Much like TCPView, but at the process level.
Also at the process level, click on the Performance Graph tab:
In addition to the CPU Usage for this process, and the “Private Bytes” or memory usage, you’ll see a graph for I/O (for Input/Output) Bytes History. Many, if not most applications that connect to the internet do so in a way that causes their traffic to be classified as I/O. Now, both disk and network traffic are represented here combined, but this can be a quick way to see if a specific application is potentially communicating more than you might expect it to.
Now things get a tad geekier.
So far the tools we’ve been using typically show only the current state of your machine – what your processes are connected to. At best, we’ve seen only a graph of combined traffic. While that’s interesting (and simple) it’s not really telling us exactly what’s happening to any detail.

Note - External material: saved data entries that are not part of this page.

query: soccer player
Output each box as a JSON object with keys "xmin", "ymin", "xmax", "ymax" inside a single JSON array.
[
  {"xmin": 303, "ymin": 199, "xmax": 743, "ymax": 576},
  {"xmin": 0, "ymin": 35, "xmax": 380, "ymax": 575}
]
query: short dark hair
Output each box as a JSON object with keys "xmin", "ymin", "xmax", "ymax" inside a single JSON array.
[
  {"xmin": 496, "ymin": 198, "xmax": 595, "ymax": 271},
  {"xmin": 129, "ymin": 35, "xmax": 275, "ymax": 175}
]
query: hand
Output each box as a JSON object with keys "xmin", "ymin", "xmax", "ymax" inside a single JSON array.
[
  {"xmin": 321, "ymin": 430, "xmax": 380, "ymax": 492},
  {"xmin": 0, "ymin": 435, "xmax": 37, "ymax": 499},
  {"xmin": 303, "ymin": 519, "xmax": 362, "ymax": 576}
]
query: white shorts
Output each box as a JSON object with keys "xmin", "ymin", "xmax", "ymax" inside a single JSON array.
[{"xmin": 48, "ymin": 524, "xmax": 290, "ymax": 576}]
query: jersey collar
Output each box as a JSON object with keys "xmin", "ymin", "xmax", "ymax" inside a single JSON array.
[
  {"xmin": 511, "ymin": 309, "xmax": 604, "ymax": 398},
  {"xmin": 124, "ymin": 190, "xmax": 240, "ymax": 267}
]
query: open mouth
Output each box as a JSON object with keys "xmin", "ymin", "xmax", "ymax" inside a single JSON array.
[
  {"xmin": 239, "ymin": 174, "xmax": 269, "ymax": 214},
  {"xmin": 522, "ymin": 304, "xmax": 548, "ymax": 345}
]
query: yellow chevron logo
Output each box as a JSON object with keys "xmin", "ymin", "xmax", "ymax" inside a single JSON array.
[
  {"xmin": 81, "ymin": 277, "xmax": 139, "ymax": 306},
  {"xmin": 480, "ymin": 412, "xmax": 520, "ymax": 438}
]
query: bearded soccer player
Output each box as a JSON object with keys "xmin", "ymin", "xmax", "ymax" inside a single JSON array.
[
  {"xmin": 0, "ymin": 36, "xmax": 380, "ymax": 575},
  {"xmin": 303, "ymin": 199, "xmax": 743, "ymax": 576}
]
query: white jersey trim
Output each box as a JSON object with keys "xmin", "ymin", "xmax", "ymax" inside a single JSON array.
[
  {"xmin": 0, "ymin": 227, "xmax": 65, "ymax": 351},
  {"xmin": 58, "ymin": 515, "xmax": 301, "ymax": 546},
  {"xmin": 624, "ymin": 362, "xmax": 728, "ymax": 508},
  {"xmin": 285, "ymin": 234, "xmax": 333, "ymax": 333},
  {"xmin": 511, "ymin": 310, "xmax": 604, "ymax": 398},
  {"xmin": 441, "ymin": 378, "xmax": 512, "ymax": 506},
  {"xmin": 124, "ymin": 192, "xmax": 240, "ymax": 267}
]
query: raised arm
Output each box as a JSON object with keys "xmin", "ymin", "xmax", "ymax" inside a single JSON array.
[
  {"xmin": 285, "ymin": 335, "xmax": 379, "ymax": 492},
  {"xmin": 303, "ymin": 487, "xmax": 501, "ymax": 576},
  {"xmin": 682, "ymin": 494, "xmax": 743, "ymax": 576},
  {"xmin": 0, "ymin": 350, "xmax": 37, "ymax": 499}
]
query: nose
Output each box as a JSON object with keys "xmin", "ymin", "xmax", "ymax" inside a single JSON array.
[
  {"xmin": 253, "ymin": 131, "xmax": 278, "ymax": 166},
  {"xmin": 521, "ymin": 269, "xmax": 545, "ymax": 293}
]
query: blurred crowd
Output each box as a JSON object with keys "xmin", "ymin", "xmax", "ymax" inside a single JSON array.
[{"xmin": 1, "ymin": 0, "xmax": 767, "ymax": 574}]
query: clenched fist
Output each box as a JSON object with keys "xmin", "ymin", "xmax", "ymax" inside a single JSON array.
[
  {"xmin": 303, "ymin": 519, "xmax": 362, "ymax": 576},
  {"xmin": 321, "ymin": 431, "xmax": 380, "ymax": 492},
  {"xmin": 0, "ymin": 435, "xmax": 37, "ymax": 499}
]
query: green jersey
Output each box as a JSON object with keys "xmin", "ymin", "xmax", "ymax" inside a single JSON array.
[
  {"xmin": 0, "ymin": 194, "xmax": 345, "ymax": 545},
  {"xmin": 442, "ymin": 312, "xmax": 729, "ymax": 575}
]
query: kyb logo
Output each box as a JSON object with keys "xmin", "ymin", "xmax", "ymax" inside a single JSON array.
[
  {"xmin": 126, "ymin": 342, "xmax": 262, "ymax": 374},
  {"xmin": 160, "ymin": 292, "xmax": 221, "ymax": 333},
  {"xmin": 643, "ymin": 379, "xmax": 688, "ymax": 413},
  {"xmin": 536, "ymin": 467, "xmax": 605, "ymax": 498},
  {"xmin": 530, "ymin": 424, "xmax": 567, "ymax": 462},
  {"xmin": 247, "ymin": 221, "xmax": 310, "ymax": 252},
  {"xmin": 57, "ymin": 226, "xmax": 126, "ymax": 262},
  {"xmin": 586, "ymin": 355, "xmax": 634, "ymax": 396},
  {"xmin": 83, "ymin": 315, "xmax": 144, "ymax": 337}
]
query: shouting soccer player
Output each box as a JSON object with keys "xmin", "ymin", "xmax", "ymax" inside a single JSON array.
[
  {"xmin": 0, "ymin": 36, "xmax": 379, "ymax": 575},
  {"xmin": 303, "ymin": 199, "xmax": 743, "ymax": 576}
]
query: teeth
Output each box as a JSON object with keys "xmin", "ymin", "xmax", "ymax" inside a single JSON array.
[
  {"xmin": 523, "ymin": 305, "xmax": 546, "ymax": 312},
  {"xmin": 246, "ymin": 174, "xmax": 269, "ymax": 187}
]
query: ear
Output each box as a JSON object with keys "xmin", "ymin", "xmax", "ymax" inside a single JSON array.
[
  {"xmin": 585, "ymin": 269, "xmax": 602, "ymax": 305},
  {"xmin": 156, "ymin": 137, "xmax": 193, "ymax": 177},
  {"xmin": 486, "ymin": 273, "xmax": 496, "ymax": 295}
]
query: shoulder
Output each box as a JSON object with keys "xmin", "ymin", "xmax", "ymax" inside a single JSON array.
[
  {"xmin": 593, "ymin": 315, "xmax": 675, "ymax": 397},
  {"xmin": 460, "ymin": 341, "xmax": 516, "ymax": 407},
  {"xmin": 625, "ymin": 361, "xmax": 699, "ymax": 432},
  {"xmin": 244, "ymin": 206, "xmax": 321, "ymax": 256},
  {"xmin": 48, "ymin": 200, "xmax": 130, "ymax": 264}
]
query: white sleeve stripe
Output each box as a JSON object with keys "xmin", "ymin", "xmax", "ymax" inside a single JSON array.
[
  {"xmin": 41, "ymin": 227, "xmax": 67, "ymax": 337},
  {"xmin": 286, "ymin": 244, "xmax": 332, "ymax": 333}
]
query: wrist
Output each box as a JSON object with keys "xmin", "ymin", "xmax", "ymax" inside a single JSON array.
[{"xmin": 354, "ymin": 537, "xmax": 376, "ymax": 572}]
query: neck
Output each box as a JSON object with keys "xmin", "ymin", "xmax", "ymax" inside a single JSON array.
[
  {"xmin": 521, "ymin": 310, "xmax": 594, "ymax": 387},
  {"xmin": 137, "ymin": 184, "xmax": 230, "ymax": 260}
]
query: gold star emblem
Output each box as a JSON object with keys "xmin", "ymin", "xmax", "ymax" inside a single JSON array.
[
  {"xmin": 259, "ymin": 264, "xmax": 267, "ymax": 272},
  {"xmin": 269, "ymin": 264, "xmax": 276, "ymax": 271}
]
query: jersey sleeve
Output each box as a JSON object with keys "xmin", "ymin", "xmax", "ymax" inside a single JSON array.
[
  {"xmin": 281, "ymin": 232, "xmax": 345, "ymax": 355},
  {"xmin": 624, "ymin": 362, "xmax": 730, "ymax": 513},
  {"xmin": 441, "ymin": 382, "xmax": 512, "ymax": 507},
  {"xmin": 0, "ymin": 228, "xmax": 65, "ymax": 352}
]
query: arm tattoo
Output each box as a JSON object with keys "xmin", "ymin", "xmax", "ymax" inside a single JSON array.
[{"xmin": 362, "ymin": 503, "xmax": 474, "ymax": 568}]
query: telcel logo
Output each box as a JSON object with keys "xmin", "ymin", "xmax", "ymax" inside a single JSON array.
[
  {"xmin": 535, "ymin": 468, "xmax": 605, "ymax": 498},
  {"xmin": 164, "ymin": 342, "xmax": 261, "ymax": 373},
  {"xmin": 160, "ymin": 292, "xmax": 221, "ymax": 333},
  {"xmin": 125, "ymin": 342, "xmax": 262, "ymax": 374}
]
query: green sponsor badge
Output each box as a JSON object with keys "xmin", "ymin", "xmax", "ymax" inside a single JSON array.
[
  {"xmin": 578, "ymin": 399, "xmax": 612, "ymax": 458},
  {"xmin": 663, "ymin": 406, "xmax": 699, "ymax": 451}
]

Process Monitor works a little differently. Essentially you turn it loose to record data for a while, and then using various filters and other techniques you can scan that data for the pieces of interest.
In the above example I had Process Monitor filter showing only events from the “trillian.exe” process, and only those events that related to “TCP”. As you can see, it’s a fairly detailed listing of a lot of activity, over just a few seconds time. In fact, Process Monitor can generate an overwhelming amount of data. Unfortunately, using it effectively is beyond the scope of this article. If you want to give Process Monitor a try, I recommend a two step approach:
Run it once with its default filters, for just a few seconds. Perhaps do something that you know will generate some internet traffic while it’s running. Spend some time reviewing the massive amount of data collected.
Now, spend a few minutes investigating the filtering options, and either re-run Process Monitor, or filter the data you’ve collected, as I have, to narrow the focus to the actual data you’re interested in.
Once again, Process Monitor has shown us a deeper level of activity – specific events and actions – but it still hasn’t shown us exactly what data is being transmitted and received.
It’s time to get geekier still.
WireShark is a software network protocol analyzer. What that means in English is that it’s a tool that lets you see everything that’s being transmitted to and from your machine in excruciating detail.
WireShark works in many ways like Process Monitor: you run it for a while and it captures all your network traffic for analysis. After the capture, you can use its display and filtering tools to narrow down what’s shown to the specific network data packets of interest.
WireShark is not for the faint of heart. It’s really something that’s going to be most useful for someone who’s fairly geeky and has a basic understanding of some networking and network protocol concepts.
But it’s incredibly powerful.
I’ve never had to resort to WireShark to diagnose a network problem. Typically using process explorer, or perhaps process monitor to identify which process is actually using the network, and to what degree is enough to diagnose a “what’s going on?” kind of situation without actually needing to sniff the data being sent.
And the bottom line is that even when your machine is “doing nothing”, it’s very likely – even expected – that there will be some network activity.